Bahsettiğim örnek, Amerika Birleşik Devletleri’ndeki kölelik karşıtı mücadeledir. Toscano, bir başka İtalyan Marksist bilim insanı olan Domenico Losurdo’ya referansla, ABD’de iki kere Başkan Yardımcısı makamına oturmuş siyaset düşünürü John C. Calhoun’a dikkat çeker. Toscano’nun aktardığına göre “onun[Calhoun’un] yazılarında ve konuşmalarında, özellikle de Şubat 1837’de Birleşik Devletler Senatosu’na yaptığı ve köleliği ‘müsbet bir iyilik’ olarak tarif ettiği kötü şöhretli konuşmada, bir ‘fanatik’ olarak ilgacı[abolitionist]* figürüne defalarca rastlanır”. [8] Calhoun, ilgacıları hükümetin merkezi yetkilerini genişleterek köle sahiplerinin “özgürlüğüne” kast etmekle itham etmekle kalmıyor, onları “özgür ve istikrarlı siyasal kurumların üzerine yerleştirilebileceği en sağlam ve dayanıklı temel” olan “iki ırk arasındaki ilişkiye” karşı savaş açmış “kör fanatikler” olarak resmediyordu.[9]

Calhoun’un senatoya yaptığı konuşmada, en hafif tabirle “ilginç” denebilecek bir tür “kaygan zemin” argümanı yer alıyor. Ona göre “kölelerin azat edilmesi bu fanatikleri tatmin etmeyecektir. Bu kazanıldıktan sonraki adım, siyahları beyazlarla sosyal ve siyasal bir eşitlik seviyesine yükseltmek olacaktır; ve eğer bu olursa, kısa zamanda iki ırkın mevcut durumunu tersine dönmüş halde buluruz”.[10]

Toscano’nun da belirttiği gibi, Calhoun’un konuşması Güneylilerin yaklaşan tehlikeleri püskürtmek üzere istek ve enerji ile bir araya gelmelerini salık veriyor ve böylece bir tür anti-fanatik fanatizme varan pek çok diğer fanatizm eleştirisiyle aynı yerde buluşuyor.

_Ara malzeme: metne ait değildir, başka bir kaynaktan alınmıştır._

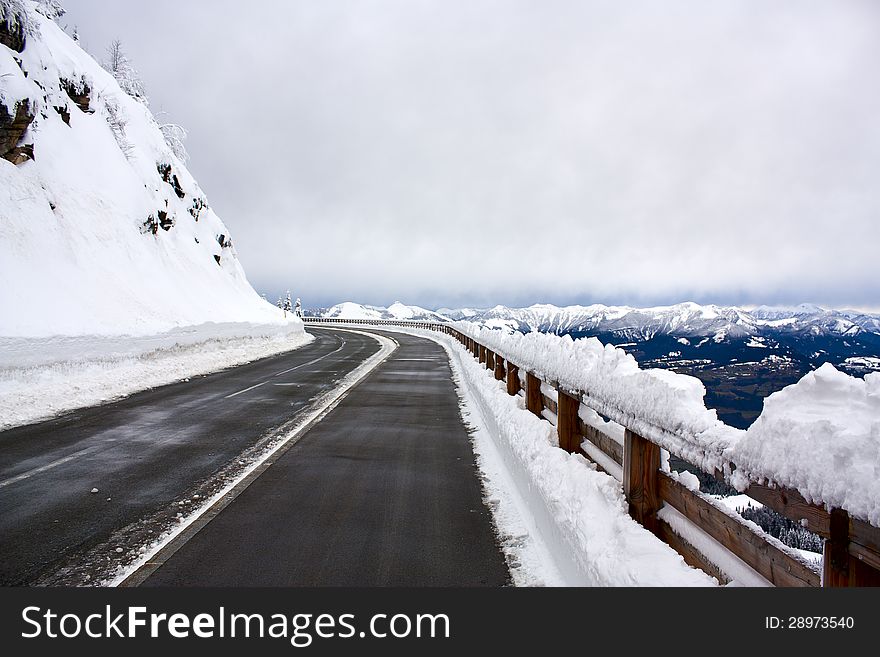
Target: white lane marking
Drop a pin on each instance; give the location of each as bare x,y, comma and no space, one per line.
240,392
83,452
311,362
48,466
321,408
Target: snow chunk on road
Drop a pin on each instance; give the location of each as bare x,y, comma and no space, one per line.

Toscano’nun aynı bağlamda bahsettiği bir diğer figürse Albay William Drayton. The South Vindicated from the Treason and Fanaticism of the Northern Abolitionists kitabını 1836 yılında yayınlayan Drayton, kitabın isminden de anlaşılacağı üzere inanmış bir kölelik savunucusu. Toscano’ya göre Drayton’un kitabı, anti-fanatik yazındaki bazı tipik özellikleri gözler önüne sermesi bakımından önem taşıyor. Buna göre Drayton, fanatizmi bilişsel yetilerdeki bir tür kesinti olarak görüyor, hatta ve hatta fanatiklere karşı tek etkili çözümünün “sakinleştirici sandalye ya da deli gömleği” olduğunu ifade ediyordu. Drayton’un fanatizmle alakalı şikayetlerinde özellikle göze çarpan noktalardan biri de “soyutlama” mevhumuydu. Buna göre ilgacılar, neticeler hakkında kafa yormaksızın birtakım genel soyutlamalardan hareketle, gerçek hayatta asla tutmayacak olan hayalleri umarsızca hayata geçirmeye çalışıyorlardı. Bu bakış açısına göre fanatizmin esas problemi, koşulsuzluğu ve ölçüsüz olması, “ılımlı” olmayı reddetmesiydi. Hatta ve hatta Fransız Devrimi’nden sonra meydana gelen terörden de esasen fanatizmin bu özelliği sorumlu tutulmalıydı. Fransız Devrimi’ne ilham veren prensipler genel olarak sağlam olabilirlerdi, ancak bunlar “aşırılara itildiğinde” ve fayda zarar dengesi ya da uygulanabilirlik gözetilmediğinde “fanatik” olmuş oluyorlardı. Burada da “ortak duyu” ile “tutkulu fanatiklerin buğulu soyutlamaları” arasında bir karşıtlık çiziliyor, bunlardan ilki ikincisine karşı olumlanıyordu. Irklar arasında eşitlik fikri Drayton’a insanın tahayyül sınırlarını aşacak denli absürt geliyordu. Öyle ki Drayton, okuyucuyusuna aynen şu manaya gelen bir şey söyleyebiliyordu: inatçı bir fanatizm bile insanı bu kadar iğrenç bir saçmalığa istemez diye düşünebilirsiniz ancak bunlar yarın başımıza siyahi bir devlet başkanı da çıkarır.[11]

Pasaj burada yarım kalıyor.